Boolean identity == True vs is True - python

It is standard convention to use if foo is None rather than if foo == None to test if a value is specifically None.
If you want to determine whether a value is exactly True (not just a true-like value), is there any reason to use if foo == True rather than if foo is True? Does this vary between implementations such as CPython (2.x and 3.x), Jython, PyPy, etc.?
Example: say True is used as a singleton value that you want to differentiate from the value 'bar', or any other true-like value:
if foo is True: # vs foo == True
...
elif foo == 'bar':
...
Is there a case where using if foo is True would yield different results from if foo == True?
NOTE: I am aware of Python booleans - if x:, vs if x == True, vs if x is True. However, it only addresses whether if foo, if foo == True, or if foo is True should generally be used to determine whether foo has a true-like value.
UPDATE: According to PEP 285 § Specification:
The values False and True will be singletons, like None.

If you want to determine whether a value is exactly True (not just a true-like value), is there any reason to use if foo == True rather than if foo is True?
If you want to make sure that foo really is a boolean and of value True, use the is operator.
Otherwise, if the type of foo implements its own __eq__() that returns a true-ish value when comparing to True, you might end up with an unexpected result.
As a rule of thumb, you should always use is with the built-in constants True, False and None.
Does this vary between implementations such as CPython (2.x and 3.x), Jython, PyPy, etc.?
In theory, is will be faster than == since the latter must honor types' custom __eq__ implementations, while is can directly compare object identities (e.g., memory addresses).
I don't know the source code of the various Python implementations by heart, but I assume that most of them can optimize that by using some internal flags for the existence of magic methods, so I suspect that you won't notice the speed difference in practice.

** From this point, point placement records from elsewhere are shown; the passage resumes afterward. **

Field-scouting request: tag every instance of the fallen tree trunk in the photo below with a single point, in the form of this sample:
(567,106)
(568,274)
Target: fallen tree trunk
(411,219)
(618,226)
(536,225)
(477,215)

Never use is True in combination with numpy (and derivatives such as pandas):
In[1]: import numpy as np
In[2]: a = np.array([1, 2]).any()
In[4]: a is True
Out[4]: False
In[5]: a == True
Out[5]: True
This was unexpected to me as:
In[3]: a
Out[3]: True
I guess the explanation is given by:
In[6]: type(a)
Out[6]: numpy.bool_

is there any reason to use if foo == True rather than if foo is True?"
>>> d = True
>>> d is True
True
>>> d = 1
>>> d is True
False
>>> d == True
True
>>> d = 2
>>> d == True
False
Note that bool is a subclass of int, and that True has the integer value 1. To answer your question, if you want to check that some variable "is exactly True", you have to use the identity operator is. But that's really not pythonic... May I ask what's your real use case - IOW : why do you want to make a difference between True, 1 or any 'truth' value ?

edit: regarding:
Is there a case where using if foo is True would yield different results from if foo == True?
there is a case, and it's this:
In [24]: 1 is True
Out[24]: False
In [25]: 1 == True
Out[25]: True
additionally, if you're looking to use a singleton as a sentinel value, you can just create an object:
sentinel_time = object()
def f(snth):
if snth is sentinel_time:
print 'got em!'
f(sentinel_time)
you don't want to use if var == True:, you really want if var:.
imagine you have a list. you don't care if a list is "True" or not, you just want to know whether or not it's empty. so...
l = ['snth']
if l:
print l
check out this post for what evaluates to False: Evaluation of boolean expressions in Python

Using foo is True instead of foo == True (or just foo) if is most of the time not what you want.
I have seen foo is True used for checking that the parameter foo really was a boolean.
It contradicts python's duck-typing philosophy (you should in general not check for types. A function acting differently with True than with other truthy values is counter-intuitive for a programmer who assumes duck-typing)
Even if you want to check for types, it is better to do it explicity like :
def myFunction(foo):
if not isinstance(foo, bool):
raise ValueError("foo should be a boolean")
>>> myFunction(1)
Exception: ValueError "foo should be a boolean"
For several reasons:
Bool is the only type where the is operator will be equivalent to isinstance(a, bool) and a. The reason for that is the fact that True and False are singletons. In other words, this works because of a poorly known feature of python (especially when some tutorials teach you that True and False are just aliases for 1 and 0).
If you use isinstance and the programmer was not aware that your function did not accept truthy-values, or if they are using numpy and forgot to cast their numpy-boolean to a python-boolean, they will know what they did wrong, and will be able to debug.
Compare with
def myFunction(foo):
if foo is True:
doSomething()
else:
doSomethingElse()
In this case, myFunction(1) not only does not raise an exception, but probably does the opposite of what it was expected to do. This makes for a hard to find bug in case someone was using a numpy boolean for example.
When should you use is True then ?
EDIT: this is bad practice, starting from 3.9, python raises a warning when you try to use is to compare with a literal. See # JayDadhania's comment below. In conclusion is should not be used to compare to literals, only to check the equality of memory address.
Just don't use it. If you need to check for type, use isinstance.
Old paragraph:
Basically, use it only as a shorthand for isinstance(foo, bool) and foo
The only case I see is when you explicitely want to check if a value is true, and you will also check if the value is another truthy value later on. Examples include:
if foo is True:
doSomething()
elif foo is False:
doSomethingElse()
elif foo is 1: #EDIT: raises a warning, use == 1 instead
doYetSomethingElse()
else:
doSomethingElseEntirely()

Here's a test that allows you to see the difference between the 3 forms of testing for True:
for test in ([], [1], 0, 1, 2):
print repr(test), 'T' if test else 'F', 'T' if test == True else 'F', 'T' if test is True else 'F'
[] F F F
[1] T F F
0 F F F
1 T T F
2 T F F
As you can see there are cases where all of them deliver different results.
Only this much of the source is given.